It is now a year since I started writing a regular weekly column for this paper, so I would like to thank the editor for allowing me space and opportunity to publish my thoughts. Not every police inspector is given this generosity.
The good working relationship we have does not prevent the paper from holding their local police to account but it does provide me with an opportunity to give a different perspective.
On several occasions I have been challenged by members of the public for wasting police time by writing these weekly articles.
Actually, I write these in my own time. I would never have time while on duty. However, these comments do give me cause to consider: why do I write them?
Some may find this hard to believe, but I don’t write as some sort of self-promotion. I started writing because you do not have to look very far in the national media to find people having a regular knock at the police.
‘Plebgate’, Hillsborough, the Stephen Lawrence enquiry and other national stories are bound to have an impact on people’s confidence in the police, even though these were not local events and some were a long time ago.
However, in South Holland, top of the list of issues that is frequently repeated is the lack of visibility of police officers.
Regular readers will know that I have featured many aspects of policing. I do this to show some of the challenges faced by South Holland’s officers every day.
I also hint at some of the emotional and physical impact on officers. When I can’t think of what else to write about, I delve in to my own personal recollections. In doing so, I don’t long for the so-called ‘good old days’. Quite the opposite, the new recruits today are better trained and better equipped than I ever was. The demands and expectations placed on them are not something I could have coped so well with.
It’s customary at this time of year to reflect on the year gone by and to look towards the future. Rather than reflect on the whole year, I will bring to mind one week in October.
The crash of the fighter jet at Weston Hills was an exceptional event for the Weston Hills community and for Lincolnshire Police. We have generic contingency plans and carry out joint training with other agencies in order to refine our response to major events.
However, when it comes down to it, when there is a spontaneous event such as the aircraft crash the priority is to deploy as many officers as possible in order to work with other emergency services to protect life and property.
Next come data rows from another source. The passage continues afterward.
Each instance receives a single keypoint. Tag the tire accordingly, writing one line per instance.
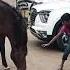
(58, 43)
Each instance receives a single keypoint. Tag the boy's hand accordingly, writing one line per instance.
(44, 45)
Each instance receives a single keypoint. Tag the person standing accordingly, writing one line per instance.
(65, 31)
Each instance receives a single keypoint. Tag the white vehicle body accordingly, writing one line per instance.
(57, 10)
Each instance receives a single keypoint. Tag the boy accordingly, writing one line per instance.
(64, 29)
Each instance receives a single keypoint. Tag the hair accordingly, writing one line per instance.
(65, 17)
At 3.28pm on Wednesday, October 8 the force control room received the first call about the crash. This was followed by numerous other calls, some identifying the crash site, some contradictory and some giving the location of the pilot or the second ejector seat. This meant there were initially several locations to deploy officers to. The first police officers arrived in Weston Hills at 3.37pm.
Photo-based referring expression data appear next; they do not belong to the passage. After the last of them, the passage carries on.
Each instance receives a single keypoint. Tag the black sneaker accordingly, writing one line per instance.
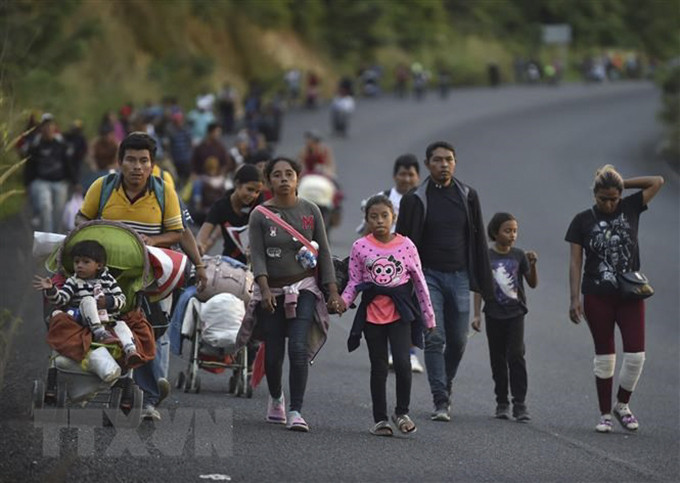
(520, 413)
(441, 413)
(502, 411)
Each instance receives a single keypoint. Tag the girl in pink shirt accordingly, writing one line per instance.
(386, 268)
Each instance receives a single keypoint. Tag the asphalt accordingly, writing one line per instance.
(532, 151)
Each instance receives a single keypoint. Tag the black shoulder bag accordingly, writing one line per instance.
(632, 285)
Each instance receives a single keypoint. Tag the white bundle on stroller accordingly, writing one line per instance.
(219, 318)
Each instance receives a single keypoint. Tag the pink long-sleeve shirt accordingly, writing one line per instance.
(389, 265)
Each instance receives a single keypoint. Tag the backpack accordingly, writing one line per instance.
(111, 181)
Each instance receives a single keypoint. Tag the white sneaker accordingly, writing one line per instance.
(150, 413)
(605, 424)
(416, 366)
Given the scale of the emergency, officers were deployed from other parts of the county to support my officers in South Holland.
Inevitably, this takes time as the officers had to break off from what they were already dealing with. The South Holland Community Policing team had just finished a training day and were due to go off duty. Instead the officers went home to get their uniforms and reported back for duty, many remaining on duty until midnight.
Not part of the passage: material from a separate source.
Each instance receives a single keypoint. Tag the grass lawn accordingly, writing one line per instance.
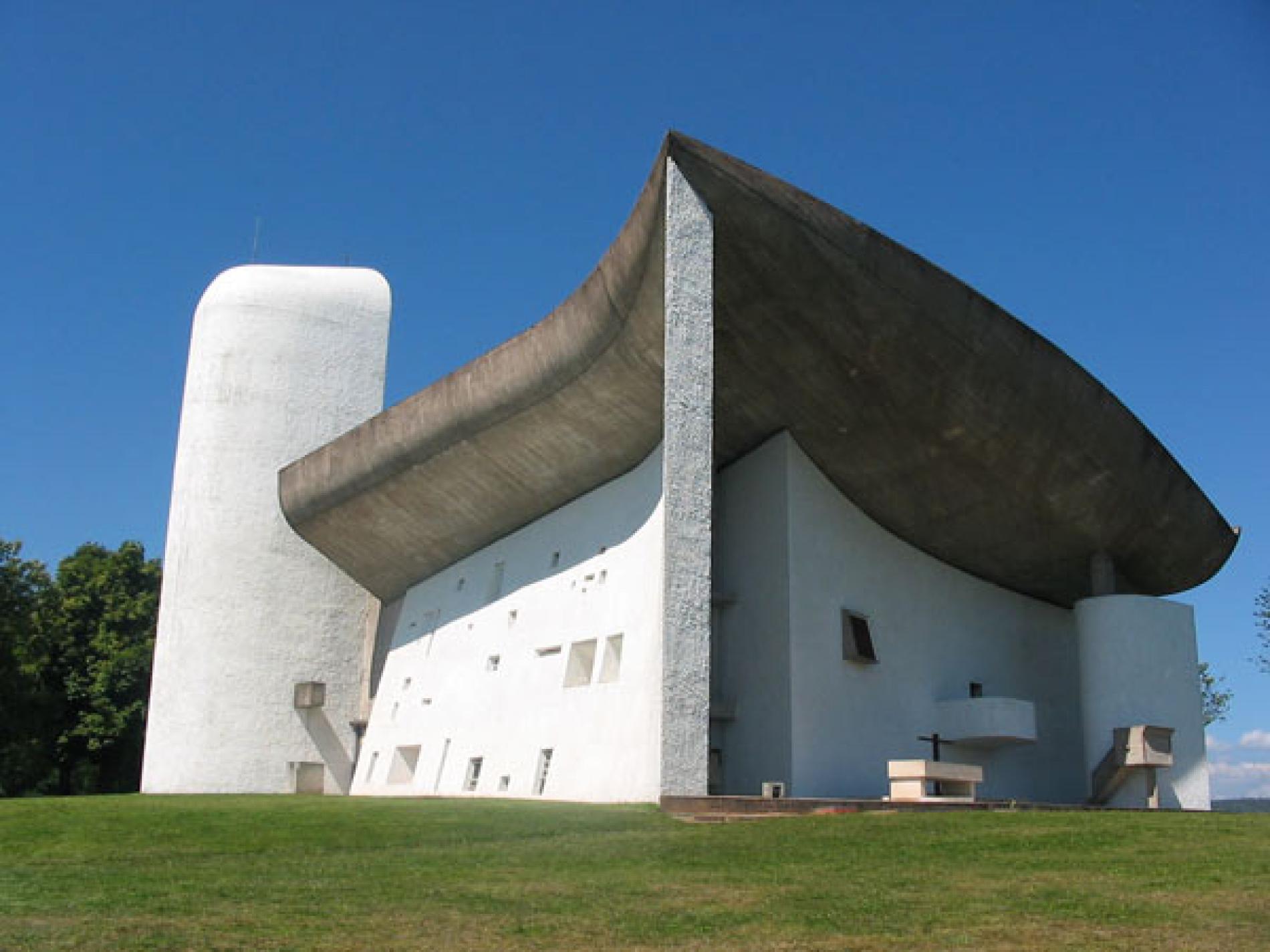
(337, 874)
The priority was to ensure the safety of the community. Officers at the scene were advised by the fire service on the distance required for a safety cordon. This was extremely challenging as many hundreds of spectators started arriving in the area, hampering our efforts to maintain a safe zone around the crash site.
On the morning following the crash the local PCSO visited all the houses in the area. Of course, not everyone was at home when she visited.
I will always remember the joint visit with RAF and USAF personnel to Weston Hills Primary School, to provide reassurance to the school community. This included a special visit by ‘Bobby Bear’ and a presentation of ‘bravery awards’ to every pupil.
A similar visit was made to Honey Pots pre-school nursery the following week. Our initial emergency response and our longer-term community response to this event defined everything that I am proud of in Lincolnshire Police.
You will already know that the long-term future for Lincolnshire Police is looking decidedly bleak at present. None of us knows how the funding shortfall will truly affect us locally.
However, for the near future, things are looking good. During the past year Ryan, Charlie and Lewis became police constables. They were previously PCSOs and Special Constables.
We were also joined by Paul, a transferee from Cleveland. Our latest recruit, Stuart, started out on patrol in December.
Three further recruits, Ben, Jackie and Marc, start their training in January and will be joining us in South Holland in a few months. Ben was a PCSO for The Suttons, Jackie a PCSO from Boston and Marc was a Special Sergeant, so all three have local policing experience.
When I see the quality and enthusiasm of our new constables I know that the future is in safe hands.